Protocol of the Session on November 19, 2020

Für die Koalition hier im Haus kann ich sagen, dass die Regeln, die das Völkerrecht zum Schutz von Humanität und Menschenleben aufstellt, vollständig beachtet werden und es dahinter kein Zurück gibt. Das werden wir auch künftig in der Praxis beachten, auch wenn Sie da noch so sehr drängen. Ich will Ihnen jetzt keine besondere Polemik vorwerfen. Das haben Sie hier nicht gemacht. Wir sollten als Haus das Signal aussenden, dass wir verantwortlich handeln. Und so wird der Senator garantiert in die nächsten Beratungen der Innenministerkonferenz eintreten und sich dort an der Analyse beteiligen. Alles vorwegzunehmen, was dort möglicherweise entschieden werden kann, macht keinen Sinn, weil man sich die Punkte erst angucken muss. – Herzlichen Dank!

[Beifall bei der SPD, der LINKEN und den GRÜNEN]

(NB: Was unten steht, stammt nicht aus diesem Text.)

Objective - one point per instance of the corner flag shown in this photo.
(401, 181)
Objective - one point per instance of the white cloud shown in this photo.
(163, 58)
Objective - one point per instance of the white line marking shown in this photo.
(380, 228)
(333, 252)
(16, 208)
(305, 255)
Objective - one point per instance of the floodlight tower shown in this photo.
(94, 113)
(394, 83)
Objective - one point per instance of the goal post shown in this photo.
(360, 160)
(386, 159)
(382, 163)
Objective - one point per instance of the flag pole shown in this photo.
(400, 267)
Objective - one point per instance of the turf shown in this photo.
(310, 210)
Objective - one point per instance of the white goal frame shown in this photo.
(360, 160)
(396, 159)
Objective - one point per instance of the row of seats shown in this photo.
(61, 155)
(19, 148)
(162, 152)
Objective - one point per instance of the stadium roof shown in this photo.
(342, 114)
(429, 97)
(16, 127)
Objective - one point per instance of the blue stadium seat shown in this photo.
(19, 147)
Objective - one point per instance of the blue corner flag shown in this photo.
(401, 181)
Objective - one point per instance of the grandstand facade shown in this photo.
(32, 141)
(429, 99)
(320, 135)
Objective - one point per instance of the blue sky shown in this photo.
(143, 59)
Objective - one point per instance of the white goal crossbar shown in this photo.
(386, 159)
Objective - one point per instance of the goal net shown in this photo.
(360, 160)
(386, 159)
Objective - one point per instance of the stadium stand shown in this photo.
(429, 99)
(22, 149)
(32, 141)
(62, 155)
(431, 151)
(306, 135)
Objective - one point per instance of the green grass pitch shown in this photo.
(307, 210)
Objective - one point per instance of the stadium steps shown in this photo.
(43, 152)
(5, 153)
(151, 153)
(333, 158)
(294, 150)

Vielen Dank! – Für die CDU-Fraktion hat dann der Kollege Dregger das Wort.

Sehr geehrte Frau Präsidentin! Sehr geehrte Kolleginnen und Kollegen! Wir haben uns ja vor zwei Wochen in unserer Debatte aus Anlass der fürchterlichen Terroranschläge in Dresden, Paris, Nizza und Wien sehr eindringlich vor Augen gehalten, wie wichtig es ist, dass wir nicht nur Sonntagsreden halten, sondern dass wir auch die notwendigen Konsequenzen ziehen. Und das ist im Detail nicht immer einfach. Herr Kollege Zimmermann! Ich möchte Ihnen auch sehr herzlich für Ihren wirklich sachlichen und nüchternen Beitrag danken, der die Rechtslage zutreffend beschrieben hat. Danke schön dafür!

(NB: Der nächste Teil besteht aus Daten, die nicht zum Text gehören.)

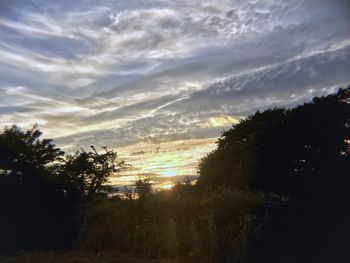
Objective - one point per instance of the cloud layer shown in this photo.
(119, 73)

[Beifall bei der CDU und der FDP]

In der heutigen Debatte geht es also nicht um die vielen Fälle, in denen die Durchsetzung der Ausreisepflicht an der tatsächlich oder vermeintlich fehlenden Reisefähigkeit der Ausreisepflichtigen scheitert. Es geht auch nicht um die nicht gerade kleine Zahl von Fällen, in denen Ausreisepflichtige nicht zur Ausreise angehalten werden können, weil sie ihre Pässe vernichtet haben und bei der Beschaffung von Ersatzpapieren nicht kooperieren, sondern es geht jetzt um die Fälle, so wie Sie es beschrieben haben, in denen unsere Behörden selbst, ohne Zutun der Betroffenen, von der Durchsetzung der Ausreisepflicht absehen, obwohl die Ausreisepflichtigen schwerste Straftaten begangen haben.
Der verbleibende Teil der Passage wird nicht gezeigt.